Table 1. (4, 2)-function \(S'\).
Table 2. Modified (4, 2)-functions S defined as in Construction 1.

For example let, \(n=4\) and \(S'\) be an (4, 2)-function defined in Table 1. The coordinate functions of \(S'\) are simple Maiorana-McFarland bent functions in 4 variables, where the permutations are \(\phi _1(x_1,x_2)=(x_1,x_2)\) and \(\phi _2(x_1,x_2)=(x_2,x_1+x_2)\), \(x_i\in \mathbb F_2,~i=1,2\). Now we modify the function \(S'\) by suitable choices of \(u_i\)’s and \(v_i\)’s, \(1\le i\le 2\) and construct a balanced (4, 2)-function S. Suppose \(supp(u_1)=\{(1,1)\}\), \(supp(v_1)=\{(1,1)\}\), \(supp(u_2)=\{(1,1)\}\) and \(supp(v_2)=\{(0,1)\}\). Then modified function S is given as in Table 2 and for the hardware implementation of S we need \(3+3=6\) gates, without taking the decoders into account. In the Table 2, \(s_j'\) and \(s_j\) are the jth coordinate functions of \(S'\) and its modified (4, 2)-function S, \(j=1,2\), respectively. To implement the coordinate functions \(s_1\), we need 1 XOR and 2 AND gates, and for \(s_2\), 1 XOR and 2 AND gates, which are much smaller than the original calculation. For the other choices of \(u_i\)’s and \(v_i\)’s, we may need more gates to implement the function.

7 Conclusion

In the paper we first derive some properties of DLCT of an (nm)-function and the differential-linear uniformity of known balanced vectorial Boolean functions.

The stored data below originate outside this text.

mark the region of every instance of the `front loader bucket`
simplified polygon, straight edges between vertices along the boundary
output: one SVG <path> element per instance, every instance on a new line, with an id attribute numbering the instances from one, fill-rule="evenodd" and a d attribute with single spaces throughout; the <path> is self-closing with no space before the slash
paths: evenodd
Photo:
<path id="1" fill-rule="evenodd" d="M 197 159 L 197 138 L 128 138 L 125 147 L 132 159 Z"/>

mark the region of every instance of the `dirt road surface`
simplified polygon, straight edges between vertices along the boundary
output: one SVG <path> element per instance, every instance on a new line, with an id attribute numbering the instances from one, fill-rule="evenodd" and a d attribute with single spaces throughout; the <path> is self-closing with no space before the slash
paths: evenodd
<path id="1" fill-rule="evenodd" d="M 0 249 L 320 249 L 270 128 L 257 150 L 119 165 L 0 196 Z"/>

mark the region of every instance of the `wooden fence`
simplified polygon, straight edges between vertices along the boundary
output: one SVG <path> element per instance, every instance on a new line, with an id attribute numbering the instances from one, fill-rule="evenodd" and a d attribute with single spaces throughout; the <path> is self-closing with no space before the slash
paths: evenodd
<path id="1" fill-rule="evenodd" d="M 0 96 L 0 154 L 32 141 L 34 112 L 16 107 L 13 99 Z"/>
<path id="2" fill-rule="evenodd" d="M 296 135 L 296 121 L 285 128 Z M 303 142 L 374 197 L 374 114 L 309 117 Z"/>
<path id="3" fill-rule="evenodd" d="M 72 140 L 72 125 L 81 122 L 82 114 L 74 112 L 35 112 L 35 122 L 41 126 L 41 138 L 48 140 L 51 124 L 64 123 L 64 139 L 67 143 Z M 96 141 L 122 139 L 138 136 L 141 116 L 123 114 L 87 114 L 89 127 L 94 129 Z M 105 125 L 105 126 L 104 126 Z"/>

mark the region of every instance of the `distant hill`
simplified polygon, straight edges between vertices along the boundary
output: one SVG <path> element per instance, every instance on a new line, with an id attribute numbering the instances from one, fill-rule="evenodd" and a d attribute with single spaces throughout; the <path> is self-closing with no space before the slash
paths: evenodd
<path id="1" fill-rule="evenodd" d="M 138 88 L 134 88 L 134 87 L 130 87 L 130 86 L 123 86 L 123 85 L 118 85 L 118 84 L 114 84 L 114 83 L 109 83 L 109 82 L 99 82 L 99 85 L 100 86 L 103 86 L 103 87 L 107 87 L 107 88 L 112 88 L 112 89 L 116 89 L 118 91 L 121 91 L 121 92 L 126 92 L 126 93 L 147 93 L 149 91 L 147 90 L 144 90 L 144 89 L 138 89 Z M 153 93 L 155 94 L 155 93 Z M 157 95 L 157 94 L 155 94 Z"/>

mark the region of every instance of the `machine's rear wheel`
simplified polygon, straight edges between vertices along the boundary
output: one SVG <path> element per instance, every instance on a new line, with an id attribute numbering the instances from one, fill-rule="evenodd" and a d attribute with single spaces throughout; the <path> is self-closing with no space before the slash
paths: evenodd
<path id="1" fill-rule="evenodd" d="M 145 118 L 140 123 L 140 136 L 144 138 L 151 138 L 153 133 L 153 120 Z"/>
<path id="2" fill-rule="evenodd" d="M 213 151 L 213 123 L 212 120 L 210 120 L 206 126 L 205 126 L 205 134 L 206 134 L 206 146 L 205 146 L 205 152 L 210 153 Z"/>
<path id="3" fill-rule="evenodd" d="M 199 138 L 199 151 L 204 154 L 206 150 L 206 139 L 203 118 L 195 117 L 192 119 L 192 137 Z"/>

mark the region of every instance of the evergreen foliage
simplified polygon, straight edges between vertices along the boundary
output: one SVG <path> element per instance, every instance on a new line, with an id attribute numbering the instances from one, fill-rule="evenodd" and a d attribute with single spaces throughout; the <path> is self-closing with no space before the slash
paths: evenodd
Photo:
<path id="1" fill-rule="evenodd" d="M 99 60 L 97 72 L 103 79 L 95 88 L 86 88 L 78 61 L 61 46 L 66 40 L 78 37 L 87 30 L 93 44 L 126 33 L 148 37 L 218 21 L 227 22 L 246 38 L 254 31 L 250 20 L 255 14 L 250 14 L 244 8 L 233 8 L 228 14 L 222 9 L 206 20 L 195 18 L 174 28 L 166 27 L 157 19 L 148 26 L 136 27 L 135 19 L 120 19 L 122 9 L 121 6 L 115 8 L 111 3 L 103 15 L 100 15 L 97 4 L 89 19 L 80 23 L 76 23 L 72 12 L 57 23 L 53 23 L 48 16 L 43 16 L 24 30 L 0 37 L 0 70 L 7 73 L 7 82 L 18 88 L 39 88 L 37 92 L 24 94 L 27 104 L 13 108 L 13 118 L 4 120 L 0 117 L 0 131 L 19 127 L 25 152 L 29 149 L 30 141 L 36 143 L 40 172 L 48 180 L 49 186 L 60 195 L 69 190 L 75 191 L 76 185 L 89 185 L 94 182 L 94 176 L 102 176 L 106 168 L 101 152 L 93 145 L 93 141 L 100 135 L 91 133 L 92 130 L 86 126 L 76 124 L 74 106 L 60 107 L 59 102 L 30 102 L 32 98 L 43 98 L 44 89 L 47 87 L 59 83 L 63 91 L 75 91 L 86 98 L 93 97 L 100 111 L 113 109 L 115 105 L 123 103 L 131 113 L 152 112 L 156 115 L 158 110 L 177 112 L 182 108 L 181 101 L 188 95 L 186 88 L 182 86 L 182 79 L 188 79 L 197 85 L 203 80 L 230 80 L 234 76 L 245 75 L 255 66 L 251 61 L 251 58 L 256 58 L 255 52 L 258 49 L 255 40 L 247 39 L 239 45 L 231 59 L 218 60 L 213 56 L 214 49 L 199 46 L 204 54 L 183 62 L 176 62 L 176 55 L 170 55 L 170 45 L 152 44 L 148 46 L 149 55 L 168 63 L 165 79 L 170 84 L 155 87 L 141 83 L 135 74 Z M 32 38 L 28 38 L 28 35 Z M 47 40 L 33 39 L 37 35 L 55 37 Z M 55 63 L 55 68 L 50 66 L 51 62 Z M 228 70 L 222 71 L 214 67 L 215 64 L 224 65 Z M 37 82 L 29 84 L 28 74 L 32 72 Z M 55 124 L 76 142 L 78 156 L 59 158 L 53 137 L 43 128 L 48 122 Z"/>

Further, we construct the balanced \((4t,t-1)\)-function using Construction 1 which have very low differential-linear uniformity. Towards implementation, we count the number of gates that are required to implement such circuits. Our functions can be implemented for large Sboxes with significantly improved cryptographic properties. Obtaining constructions for (nm)-functions with different choices of nm, having efficient hardware implementation and good cryptographic properties are of significant interest in this direction.